According to the Financial Times, citing people familiar with the matter, Google warned Meta around March this year that it could no longer meet its large-scale computing power and capacity needs for the Gemini model, forcing the social giant to reduce its use and delay multiple internal AI projects. Relevant restrictions are still ongoing. Meta has asked internal employees to "watch closely" the consumption of AI tokens and use a more restrained approach to call model inputs, outputs and overall usage. This is in sharp contrast to the company's attitude of vigorously promoting internally and even "mandating" the use of AI in certain scenarios over the past year.

The report pointed out that although Meta has invested heavily in building its own Llama open source model in recent years, and CEO Mark Zuckerberg has continuously declared that AI will become the company's next-generation core platform, Meta actually relies heavily on Google's Gemini in many key business links. According to people familiar with the matter, Meta uses Gemini extensively in scenarios such as customer service, advertiser chatbots, code generation, suspicious or harmful content removal and fraud detection, and it was selected as the internal preferred solution precisely because its performance is better than Meta’s own model; at the same time, Anthropic’s Claude is also competing and using it in some businesses.

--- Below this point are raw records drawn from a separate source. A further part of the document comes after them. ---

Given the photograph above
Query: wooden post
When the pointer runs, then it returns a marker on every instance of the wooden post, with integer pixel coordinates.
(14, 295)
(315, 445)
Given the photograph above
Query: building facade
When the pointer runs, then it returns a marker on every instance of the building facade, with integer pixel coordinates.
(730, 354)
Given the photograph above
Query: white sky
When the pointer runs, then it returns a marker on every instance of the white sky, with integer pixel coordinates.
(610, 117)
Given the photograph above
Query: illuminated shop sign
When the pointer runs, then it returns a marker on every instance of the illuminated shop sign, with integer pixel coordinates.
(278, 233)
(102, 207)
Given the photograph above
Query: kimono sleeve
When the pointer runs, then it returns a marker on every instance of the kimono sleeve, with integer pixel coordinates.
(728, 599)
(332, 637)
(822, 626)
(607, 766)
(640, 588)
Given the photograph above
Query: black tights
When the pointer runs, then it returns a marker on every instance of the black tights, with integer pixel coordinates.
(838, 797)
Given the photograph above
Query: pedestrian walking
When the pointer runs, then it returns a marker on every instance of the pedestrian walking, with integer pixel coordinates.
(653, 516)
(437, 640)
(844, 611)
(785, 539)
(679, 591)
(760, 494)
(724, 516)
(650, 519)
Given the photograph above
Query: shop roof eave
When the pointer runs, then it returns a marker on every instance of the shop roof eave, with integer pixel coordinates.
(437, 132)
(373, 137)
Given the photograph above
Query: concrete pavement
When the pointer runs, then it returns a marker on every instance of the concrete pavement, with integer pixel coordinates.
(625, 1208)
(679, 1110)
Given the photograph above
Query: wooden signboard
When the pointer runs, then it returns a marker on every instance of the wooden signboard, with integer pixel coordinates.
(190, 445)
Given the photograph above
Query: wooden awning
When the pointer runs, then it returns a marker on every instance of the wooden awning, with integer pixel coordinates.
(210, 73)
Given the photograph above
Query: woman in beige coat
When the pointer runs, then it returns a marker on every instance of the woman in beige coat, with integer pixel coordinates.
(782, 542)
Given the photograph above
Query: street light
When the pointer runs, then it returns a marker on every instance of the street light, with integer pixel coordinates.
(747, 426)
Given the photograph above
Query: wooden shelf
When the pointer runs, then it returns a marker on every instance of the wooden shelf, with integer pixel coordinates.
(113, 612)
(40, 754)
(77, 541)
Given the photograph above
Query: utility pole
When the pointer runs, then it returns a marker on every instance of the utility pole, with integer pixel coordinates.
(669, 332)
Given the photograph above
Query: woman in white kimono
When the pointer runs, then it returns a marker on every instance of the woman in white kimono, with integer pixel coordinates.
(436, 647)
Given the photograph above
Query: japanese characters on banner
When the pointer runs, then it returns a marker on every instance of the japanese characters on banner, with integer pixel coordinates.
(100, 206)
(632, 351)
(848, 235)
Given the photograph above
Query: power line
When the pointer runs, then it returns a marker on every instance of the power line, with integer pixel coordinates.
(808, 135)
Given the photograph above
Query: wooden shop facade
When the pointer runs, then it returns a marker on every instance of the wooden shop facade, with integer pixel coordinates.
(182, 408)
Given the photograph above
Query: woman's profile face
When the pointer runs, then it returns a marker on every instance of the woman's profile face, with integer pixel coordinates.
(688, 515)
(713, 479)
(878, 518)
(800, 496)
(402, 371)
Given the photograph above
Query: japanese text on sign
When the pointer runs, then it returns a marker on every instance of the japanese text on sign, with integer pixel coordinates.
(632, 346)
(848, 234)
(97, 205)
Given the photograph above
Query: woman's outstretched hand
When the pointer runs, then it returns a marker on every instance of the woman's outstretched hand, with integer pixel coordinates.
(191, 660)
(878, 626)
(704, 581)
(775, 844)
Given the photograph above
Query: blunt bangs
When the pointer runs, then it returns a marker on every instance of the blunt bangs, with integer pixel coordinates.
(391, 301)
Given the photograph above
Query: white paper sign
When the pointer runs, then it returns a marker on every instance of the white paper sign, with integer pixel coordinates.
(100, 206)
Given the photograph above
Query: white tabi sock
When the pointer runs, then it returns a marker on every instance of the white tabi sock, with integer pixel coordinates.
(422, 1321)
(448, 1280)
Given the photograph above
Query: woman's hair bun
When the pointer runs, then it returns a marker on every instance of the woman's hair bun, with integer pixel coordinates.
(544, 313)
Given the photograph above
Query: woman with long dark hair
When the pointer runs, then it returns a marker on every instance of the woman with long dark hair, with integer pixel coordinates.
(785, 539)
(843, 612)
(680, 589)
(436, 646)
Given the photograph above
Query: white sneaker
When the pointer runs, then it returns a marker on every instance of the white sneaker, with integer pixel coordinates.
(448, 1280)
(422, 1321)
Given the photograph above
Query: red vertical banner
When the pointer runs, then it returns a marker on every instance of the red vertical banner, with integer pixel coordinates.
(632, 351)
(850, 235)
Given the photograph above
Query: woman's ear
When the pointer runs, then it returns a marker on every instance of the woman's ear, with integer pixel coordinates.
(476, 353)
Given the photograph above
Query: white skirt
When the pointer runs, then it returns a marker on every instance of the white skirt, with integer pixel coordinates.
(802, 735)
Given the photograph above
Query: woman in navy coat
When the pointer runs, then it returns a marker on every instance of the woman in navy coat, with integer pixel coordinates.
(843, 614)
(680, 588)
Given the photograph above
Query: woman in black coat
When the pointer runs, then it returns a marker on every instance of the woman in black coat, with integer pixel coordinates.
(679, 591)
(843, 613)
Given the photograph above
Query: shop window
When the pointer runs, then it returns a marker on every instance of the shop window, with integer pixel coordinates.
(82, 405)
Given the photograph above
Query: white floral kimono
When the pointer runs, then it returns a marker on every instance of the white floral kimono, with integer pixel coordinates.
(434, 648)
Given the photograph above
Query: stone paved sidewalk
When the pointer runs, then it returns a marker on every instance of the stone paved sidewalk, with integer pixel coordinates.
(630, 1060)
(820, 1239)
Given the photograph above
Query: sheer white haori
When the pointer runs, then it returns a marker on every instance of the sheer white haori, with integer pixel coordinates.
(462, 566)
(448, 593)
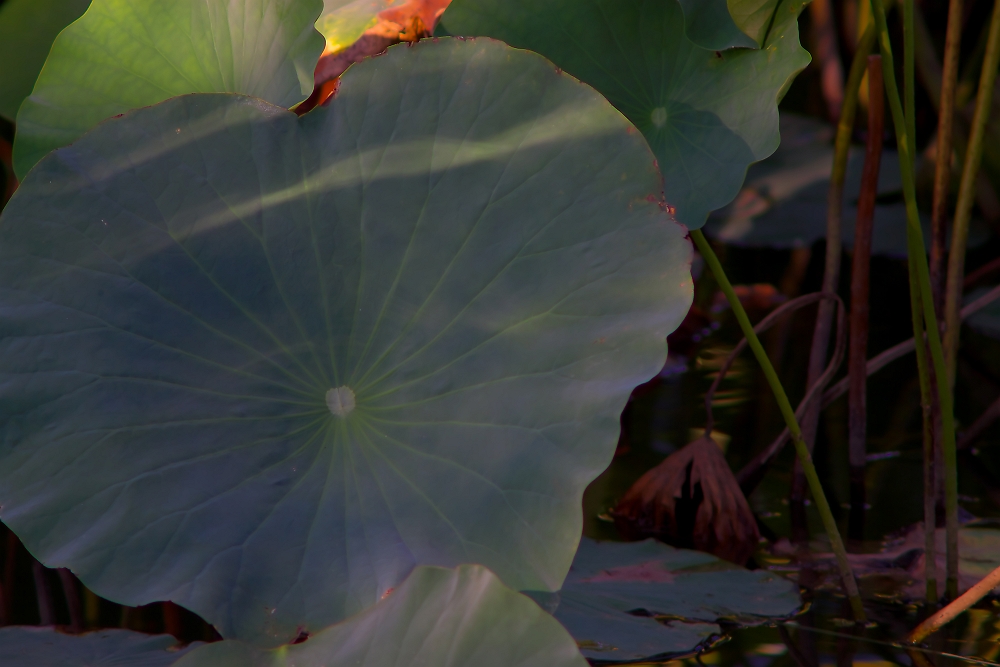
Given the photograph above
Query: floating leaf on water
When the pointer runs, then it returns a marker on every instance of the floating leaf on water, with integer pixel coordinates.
(479, 257)
(707, 114)
(45, 647)
(27, 29)
(614, 590)
(127, 54)
(442, 618)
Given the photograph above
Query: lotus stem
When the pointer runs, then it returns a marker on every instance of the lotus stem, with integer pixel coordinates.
(834, 247)
(860, 276)
(805, 458)
(966, 193)
(752, 472)
(946, 615)
(942, 166)
(921, 298)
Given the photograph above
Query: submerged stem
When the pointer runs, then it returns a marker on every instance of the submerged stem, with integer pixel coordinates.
(920, 284)
(805, 458)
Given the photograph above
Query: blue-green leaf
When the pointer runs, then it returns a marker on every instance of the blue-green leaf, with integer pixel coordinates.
(44, 647)
(446, 618)
(126, 54)
(707, 114)
(263, 365)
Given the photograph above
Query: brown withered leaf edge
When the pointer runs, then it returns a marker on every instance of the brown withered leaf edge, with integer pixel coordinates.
(691, 500)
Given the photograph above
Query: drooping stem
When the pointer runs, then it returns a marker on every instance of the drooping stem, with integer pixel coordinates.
(966, 192)
(847, 576)
(920, 284)
(834, 249)
(956, 271)
(946, 615)
(942, 166)
(753, 472)
(860, 271)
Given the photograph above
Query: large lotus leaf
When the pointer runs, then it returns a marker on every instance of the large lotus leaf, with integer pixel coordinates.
(446, 618)
(44, 647)
(27, 28)
(706, 114)
(263, 365)
(126, 54)
(710, 25)
(614, 588)
(344, 21)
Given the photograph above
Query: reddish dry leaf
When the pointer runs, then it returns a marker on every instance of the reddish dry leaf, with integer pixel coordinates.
(406, 23)
(691, 500)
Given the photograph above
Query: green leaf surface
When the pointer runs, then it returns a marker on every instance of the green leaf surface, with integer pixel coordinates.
(44, 647)
(27, 28)
(263, 365)
(126, 54)
(755, 18)
(344, 21)
(446, 618)
(707, 114)
(709, 24)
(987, 320)
(687, 591)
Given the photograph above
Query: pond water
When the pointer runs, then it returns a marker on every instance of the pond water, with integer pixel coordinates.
(667, 413)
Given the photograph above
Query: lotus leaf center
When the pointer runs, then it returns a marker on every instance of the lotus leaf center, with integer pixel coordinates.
(340, 401)
(659, 117)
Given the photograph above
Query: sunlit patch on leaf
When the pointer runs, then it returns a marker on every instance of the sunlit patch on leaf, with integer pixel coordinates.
(27, 29)
(706, 112)
(446, 618)
(127, 54)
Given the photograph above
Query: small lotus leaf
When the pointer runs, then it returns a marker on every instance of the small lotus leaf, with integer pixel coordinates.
(126, 54)
(27, 28)
(344, 21)
(263, 365)
(44, 647)
(614, 588)
(707, 114)
(446, 618)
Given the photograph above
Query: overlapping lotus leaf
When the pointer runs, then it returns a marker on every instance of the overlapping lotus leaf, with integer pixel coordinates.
(126, 54)
(263, 365)
(445, 618)
(27, 28)
(44, 647)
(710, 25)
(344, 21)
(615, 589)
(707, 114)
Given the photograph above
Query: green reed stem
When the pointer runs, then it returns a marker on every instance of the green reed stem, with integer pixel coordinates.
(920, 284)
(805, 458)
(967, 192)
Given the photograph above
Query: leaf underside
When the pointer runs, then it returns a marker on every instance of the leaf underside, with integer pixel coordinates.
(445, 618)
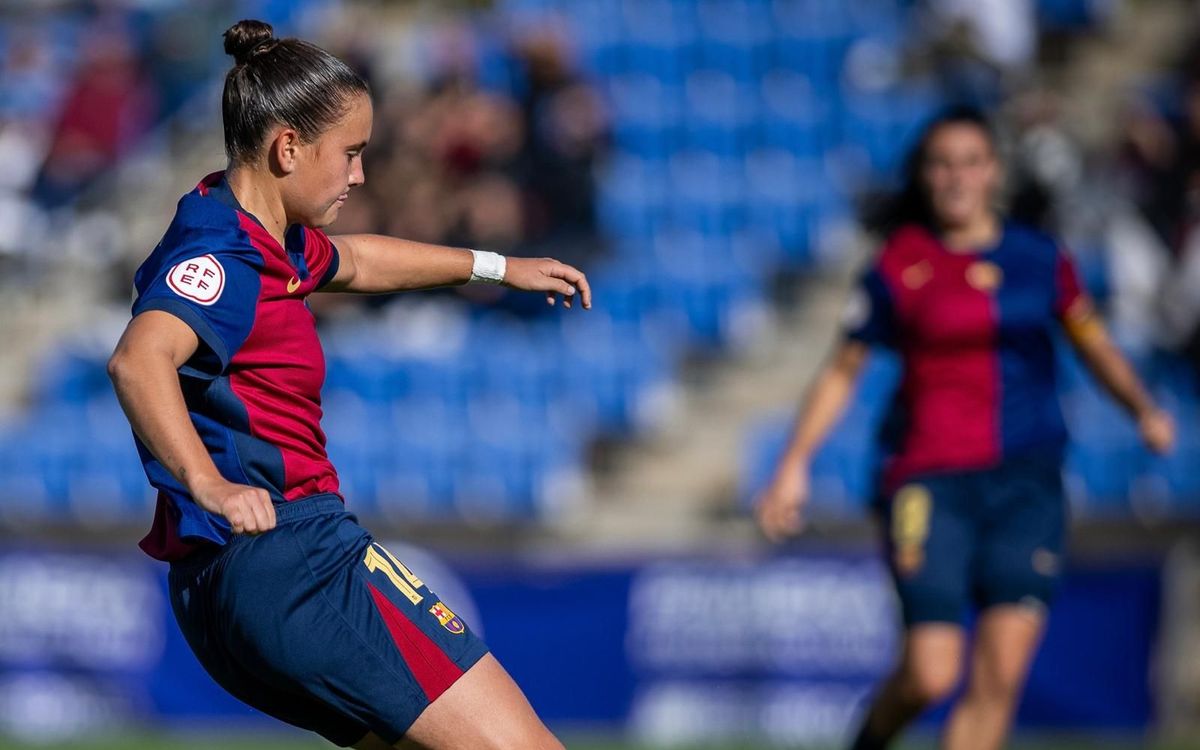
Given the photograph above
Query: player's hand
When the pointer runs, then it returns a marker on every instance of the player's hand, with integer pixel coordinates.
(247, 509)
(550, 276)
(780, 508)
(1157, 431)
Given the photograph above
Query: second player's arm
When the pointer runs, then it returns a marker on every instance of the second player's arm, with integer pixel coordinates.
(144, 370)
(779, 509)
(1091, 340)
(373, 264)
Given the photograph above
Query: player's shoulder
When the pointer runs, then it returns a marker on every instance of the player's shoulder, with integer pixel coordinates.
(204, 225)
(905, 246)
(1030, 241)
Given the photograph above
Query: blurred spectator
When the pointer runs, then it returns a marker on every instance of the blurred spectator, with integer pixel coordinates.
(107, 107)
(510, 171)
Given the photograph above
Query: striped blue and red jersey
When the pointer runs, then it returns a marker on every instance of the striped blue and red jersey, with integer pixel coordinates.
(976, 337)
(252, 388)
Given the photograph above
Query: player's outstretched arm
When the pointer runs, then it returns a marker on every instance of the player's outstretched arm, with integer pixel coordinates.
(373, 264)
(144, 370)
(781, 504)
(1091, 340)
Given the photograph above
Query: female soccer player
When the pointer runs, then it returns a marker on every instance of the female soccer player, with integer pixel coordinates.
(286, 600)
(972, 496)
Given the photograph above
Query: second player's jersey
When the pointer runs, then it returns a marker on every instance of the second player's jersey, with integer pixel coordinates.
(975, 331)
(253, 387)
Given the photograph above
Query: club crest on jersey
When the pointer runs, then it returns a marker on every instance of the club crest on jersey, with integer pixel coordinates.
(917, 275)
(449, 621)
(984, 276)
(201, 280)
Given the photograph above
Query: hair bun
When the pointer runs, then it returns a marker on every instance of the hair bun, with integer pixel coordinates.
(244, 36)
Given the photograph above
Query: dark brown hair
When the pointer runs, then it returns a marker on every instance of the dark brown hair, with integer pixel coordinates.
(280, 82)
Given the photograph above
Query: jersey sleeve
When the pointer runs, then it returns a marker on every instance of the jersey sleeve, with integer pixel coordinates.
(321, 256)
(869, 316)
(215, 294)
(1071, 300)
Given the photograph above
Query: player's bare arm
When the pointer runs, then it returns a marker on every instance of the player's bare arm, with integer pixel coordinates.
(1090, 337)
(372, 264)
(780, 508)
(144, 370)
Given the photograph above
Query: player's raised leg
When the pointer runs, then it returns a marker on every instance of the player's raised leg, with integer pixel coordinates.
(483, 711)
(929, 671)
(1006, 640)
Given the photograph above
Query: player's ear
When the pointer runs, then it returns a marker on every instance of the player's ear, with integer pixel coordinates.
(285, 150)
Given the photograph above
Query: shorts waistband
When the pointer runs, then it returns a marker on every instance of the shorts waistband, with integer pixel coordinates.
(312, 505)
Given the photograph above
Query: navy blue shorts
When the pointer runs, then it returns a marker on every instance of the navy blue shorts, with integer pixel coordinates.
(318, 625)
(976, 539)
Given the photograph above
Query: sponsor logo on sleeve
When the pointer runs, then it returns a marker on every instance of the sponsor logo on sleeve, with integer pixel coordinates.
(201, 280)
(449, 621)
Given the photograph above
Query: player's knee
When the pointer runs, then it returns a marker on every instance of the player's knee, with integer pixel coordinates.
(532, 738)
(1000, 684)
(931, 682)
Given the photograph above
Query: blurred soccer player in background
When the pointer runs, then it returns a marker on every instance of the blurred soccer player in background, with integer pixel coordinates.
(286, 600)
(971, 495)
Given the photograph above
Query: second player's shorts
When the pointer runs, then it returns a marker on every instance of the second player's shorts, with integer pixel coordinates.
(976, 539)
(319, 627)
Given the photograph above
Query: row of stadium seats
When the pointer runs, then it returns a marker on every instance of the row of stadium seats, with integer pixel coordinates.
(739, 142)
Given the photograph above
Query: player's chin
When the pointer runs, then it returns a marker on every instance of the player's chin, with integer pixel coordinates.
(328, 217)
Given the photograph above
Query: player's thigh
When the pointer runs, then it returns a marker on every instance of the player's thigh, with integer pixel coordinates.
(1020, 553)
(483, 711)
(931, 661)
(1006, 639)
(929, 540)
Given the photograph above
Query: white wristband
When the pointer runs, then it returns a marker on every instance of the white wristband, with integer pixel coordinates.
(489, 268)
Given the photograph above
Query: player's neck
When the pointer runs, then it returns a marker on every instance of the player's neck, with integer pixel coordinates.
(261, 201)
(973, 237)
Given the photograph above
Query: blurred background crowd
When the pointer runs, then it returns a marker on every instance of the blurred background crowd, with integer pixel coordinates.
(714, 166)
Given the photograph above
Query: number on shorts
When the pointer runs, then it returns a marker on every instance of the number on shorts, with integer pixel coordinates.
(378, 558)
(910, 516)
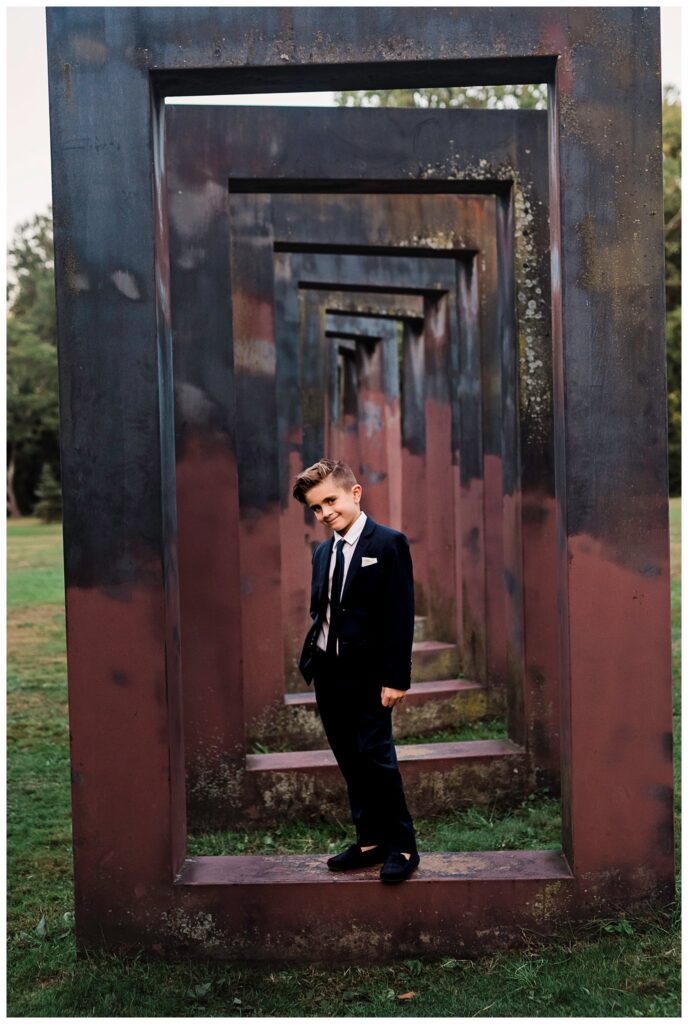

Google's tightening of supply not only affects Meta, but also other customers using Google Cloud and Gemini, but Meta stands out because demand is much higher than similar customers. Unlike Google, Microsoft, and Amazon, Meta does not operate its own cloud computing business, which means that in addition to its internal self-developed AI systems, it must purchase external computing power and model services from competitors. In the context of rapid expansion of internal demand, this structural dependence problem is further amplified.

In order to cope with the soaring demand for AI, Google has continued to increase investment in data centers and dedicated hardware in recent years. Its cloud business quarterly revenue has exceeded 20 billion U.S. dollars, and its backlog of unfinished orders is close to 460 billion U.S. dollars, showing that the overall computing power market demand far exceeds existing production capacity. Google said that its first-party model processed more than 16 billion tokens per minute through direct API calls, an increase of about 60% from the previous quarter. This also confirmed from the side that in the commercialization stage of large models, computing power and capacity are becoming key bottleneck resources.

Meta is trying to solve the same problem from another path: on the one hand, the company is expanding its own data center, and on the other hand, it is working with Broadcom to develop customized MTIA acceleration chips, hoping to gradually reduce its dependence on cloud service and model providers such as Google in the future. After the setback in its bet on the Metaverse, Meta urgently needs to establish a "next platform" narrative in the field of AI. This incident of being "limited" due to over-reliance on external models also exposed its shortcomings and urgency in infrastructure and computing power layout.